Eliminating Delays from systemd-journald - bcantrill
https://coreos.com/blog/eliminating-journald-delays-part-1.html
======
JdeBP
One interesting thing is glossed over in that article as a parenthetical
aside:

> _Inspecting the process for "trusted" metadata (fails since process has
> exited):_

This is in fact a long-standing bug in systemd, first listed in 2012, ...

* [https://bugs.freedesktop.org/show_bug.cgi?id=50184](https://bugs.freedesktop.org/show_bug.cgi?id=50184)

... that doesn't just affect systemd-cat but also affects systemd-notify ...

* [https://github.com/systemd/systemd/issues/2737](https://github.com/systemd/systemd/issues/2737)

* [https://bugzilla.redhat.com/show_bug.cgi?id=820448](https://bugzilla.redhat.com/show_bug.cgi?id=820448)

* [https://bugs.freedesktop.org/show_bug.cgi?id=75680](https://bugs.freedesktop.org/show_bug.cgi?id=75680)

... making its use in services somewhat problematic.
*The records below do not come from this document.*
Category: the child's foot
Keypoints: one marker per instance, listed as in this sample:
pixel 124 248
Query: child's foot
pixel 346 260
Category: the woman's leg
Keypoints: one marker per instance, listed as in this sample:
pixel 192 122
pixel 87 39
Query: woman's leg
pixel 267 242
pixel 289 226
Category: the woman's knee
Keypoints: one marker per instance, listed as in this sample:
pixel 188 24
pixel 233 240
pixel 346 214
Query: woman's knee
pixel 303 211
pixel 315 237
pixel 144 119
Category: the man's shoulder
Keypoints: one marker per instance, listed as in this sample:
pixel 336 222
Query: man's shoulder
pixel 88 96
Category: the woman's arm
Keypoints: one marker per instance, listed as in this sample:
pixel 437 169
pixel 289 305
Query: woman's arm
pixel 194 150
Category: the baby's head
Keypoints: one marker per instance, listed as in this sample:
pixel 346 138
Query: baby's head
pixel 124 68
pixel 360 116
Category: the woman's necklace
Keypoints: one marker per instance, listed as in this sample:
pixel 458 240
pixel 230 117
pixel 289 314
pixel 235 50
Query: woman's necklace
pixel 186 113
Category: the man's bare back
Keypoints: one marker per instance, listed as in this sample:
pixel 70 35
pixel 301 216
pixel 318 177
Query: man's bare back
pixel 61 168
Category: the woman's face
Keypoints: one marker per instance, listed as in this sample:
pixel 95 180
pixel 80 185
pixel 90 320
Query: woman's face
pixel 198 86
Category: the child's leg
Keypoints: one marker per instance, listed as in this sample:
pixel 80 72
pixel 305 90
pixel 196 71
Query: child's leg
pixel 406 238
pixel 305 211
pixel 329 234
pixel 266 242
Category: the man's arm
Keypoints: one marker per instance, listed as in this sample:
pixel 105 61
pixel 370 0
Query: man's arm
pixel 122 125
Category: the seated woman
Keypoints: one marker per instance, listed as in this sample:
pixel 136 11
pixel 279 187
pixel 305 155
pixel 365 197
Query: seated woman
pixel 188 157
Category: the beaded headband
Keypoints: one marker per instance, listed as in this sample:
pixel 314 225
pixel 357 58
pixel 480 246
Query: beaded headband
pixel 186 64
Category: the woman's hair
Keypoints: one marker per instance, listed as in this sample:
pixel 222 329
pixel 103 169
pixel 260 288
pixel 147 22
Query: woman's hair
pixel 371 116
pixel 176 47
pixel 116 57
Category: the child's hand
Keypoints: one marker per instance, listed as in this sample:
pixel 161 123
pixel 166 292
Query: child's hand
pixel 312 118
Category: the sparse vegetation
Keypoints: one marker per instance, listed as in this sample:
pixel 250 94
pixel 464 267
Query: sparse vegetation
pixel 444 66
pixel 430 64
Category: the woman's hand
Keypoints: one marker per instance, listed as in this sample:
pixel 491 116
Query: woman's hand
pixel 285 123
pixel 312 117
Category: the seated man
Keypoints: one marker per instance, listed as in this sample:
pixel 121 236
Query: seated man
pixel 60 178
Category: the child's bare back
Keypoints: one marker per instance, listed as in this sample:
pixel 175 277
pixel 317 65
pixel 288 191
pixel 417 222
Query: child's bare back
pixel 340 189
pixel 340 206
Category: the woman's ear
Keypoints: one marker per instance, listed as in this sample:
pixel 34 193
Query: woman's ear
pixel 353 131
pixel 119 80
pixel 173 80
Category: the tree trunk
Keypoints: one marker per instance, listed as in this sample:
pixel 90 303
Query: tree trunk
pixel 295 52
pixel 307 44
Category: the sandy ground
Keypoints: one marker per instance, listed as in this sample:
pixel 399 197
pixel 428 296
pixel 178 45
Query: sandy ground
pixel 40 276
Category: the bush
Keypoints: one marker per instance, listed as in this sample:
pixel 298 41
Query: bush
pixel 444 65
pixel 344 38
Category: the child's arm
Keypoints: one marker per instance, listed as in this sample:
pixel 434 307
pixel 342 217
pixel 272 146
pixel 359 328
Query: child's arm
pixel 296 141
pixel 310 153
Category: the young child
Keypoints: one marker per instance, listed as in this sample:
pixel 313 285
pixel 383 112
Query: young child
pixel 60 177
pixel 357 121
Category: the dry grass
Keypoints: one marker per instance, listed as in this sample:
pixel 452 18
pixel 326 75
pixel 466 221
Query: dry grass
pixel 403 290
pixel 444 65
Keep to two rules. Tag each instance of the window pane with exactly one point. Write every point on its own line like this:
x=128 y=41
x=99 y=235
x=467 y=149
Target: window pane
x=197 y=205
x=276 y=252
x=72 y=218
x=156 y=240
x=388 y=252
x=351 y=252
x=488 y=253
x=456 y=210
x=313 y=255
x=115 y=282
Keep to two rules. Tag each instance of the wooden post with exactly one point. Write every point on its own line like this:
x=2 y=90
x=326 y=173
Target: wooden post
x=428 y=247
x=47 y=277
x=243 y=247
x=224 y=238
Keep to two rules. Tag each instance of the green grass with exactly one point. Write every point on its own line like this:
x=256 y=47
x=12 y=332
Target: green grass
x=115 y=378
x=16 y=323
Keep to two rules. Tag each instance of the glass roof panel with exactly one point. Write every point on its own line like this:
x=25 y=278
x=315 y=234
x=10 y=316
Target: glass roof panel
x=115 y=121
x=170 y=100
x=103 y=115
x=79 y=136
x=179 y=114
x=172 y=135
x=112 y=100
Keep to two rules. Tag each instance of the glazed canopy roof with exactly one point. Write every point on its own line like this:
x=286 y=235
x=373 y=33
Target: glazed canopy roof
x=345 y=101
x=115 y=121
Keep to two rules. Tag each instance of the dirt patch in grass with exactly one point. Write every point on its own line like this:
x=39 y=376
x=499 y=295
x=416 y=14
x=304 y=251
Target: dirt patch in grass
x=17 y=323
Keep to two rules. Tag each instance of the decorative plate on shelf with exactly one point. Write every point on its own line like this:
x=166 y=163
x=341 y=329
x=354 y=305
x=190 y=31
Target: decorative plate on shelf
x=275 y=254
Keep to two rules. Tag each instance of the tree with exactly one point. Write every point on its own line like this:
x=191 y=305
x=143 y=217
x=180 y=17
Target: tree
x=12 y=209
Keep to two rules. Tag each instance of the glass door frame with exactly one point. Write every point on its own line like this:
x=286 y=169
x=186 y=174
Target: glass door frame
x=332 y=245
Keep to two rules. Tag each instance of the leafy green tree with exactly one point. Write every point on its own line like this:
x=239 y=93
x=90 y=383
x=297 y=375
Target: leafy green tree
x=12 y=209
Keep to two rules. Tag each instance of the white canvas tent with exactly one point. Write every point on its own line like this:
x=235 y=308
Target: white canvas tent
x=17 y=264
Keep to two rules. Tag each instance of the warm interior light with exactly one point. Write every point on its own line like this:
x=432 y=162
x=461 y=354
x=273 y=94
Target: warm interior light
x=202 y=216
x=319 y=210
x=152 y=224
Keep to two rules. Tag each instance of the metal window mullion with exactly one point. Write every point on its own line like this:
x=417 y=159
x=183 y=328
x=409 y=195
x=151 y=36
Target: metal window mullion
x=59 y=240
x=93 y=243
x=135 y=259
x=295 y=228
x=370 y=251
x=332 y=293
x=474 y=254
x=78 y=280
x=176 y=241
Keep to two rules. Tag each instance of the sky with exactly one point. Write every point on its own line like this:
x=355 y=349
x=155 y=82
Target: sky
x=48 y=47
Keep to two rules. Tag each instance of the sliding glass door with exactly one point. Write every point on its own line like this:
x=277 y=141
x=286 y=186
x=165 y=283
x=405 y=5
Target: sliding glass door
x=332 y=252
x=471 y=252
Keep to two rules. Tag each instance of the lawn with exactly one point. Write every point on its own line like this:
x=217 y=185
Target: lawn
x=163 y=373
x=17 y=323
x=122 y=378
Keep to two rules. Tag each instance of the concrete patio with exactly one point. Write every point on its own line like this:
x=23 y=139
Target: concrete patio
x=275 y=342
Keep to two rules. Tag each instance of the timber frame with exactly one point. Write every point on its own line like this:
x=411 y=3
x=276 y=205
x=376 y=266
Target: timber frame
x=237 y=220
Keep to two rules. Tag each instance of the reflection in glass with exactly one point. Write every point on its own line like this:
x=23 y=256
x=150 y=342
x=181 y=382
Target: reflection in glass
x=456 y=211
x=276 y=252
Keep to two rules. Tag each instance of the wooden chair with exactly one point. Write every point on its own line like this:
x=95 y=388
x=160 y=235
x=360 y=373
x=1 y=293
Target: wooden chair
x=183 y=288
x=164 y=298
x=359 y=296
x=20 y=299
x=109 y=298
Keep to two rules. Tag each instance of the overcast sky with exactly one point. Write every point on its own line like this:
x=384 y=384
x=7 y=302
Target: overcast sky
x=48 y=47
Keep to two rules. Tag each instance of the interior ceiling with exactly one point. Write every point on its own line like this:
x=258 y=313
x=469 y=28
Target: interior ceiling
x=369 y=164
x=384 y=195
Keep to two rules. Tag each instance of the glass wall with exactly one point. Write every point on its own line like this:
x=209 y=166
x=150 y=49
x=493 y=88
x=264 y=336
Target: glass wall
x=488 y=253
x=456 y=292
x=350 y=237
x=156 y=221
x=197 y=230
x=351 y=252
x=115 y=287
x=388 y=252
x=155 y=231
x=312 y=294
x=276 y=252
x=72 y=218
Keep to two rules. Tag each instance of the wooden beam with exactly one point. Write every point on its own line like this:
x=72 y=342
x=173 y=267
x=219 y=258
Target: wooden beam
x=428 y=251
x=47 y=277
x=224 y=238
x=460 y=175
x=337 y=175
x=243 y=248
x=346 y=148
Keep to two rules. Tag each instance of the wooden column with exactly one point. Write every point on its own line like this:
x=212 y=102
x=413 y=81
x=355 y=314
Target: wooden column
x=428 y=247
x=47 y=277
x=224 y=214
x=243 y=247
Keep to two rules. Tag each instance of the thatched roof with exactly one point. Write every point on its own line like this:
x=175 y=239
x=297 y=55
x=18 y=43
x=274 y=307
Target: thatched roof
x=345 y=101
The opinion of the
systemd developers is, as can be seen, that the Linux kernel should be fixed
so that its IPC mechanisms transport this information to servers, relieving
servers such as systemd and systemd-journald of the burden of querying /proc
for information about processes at the client end that have already exited.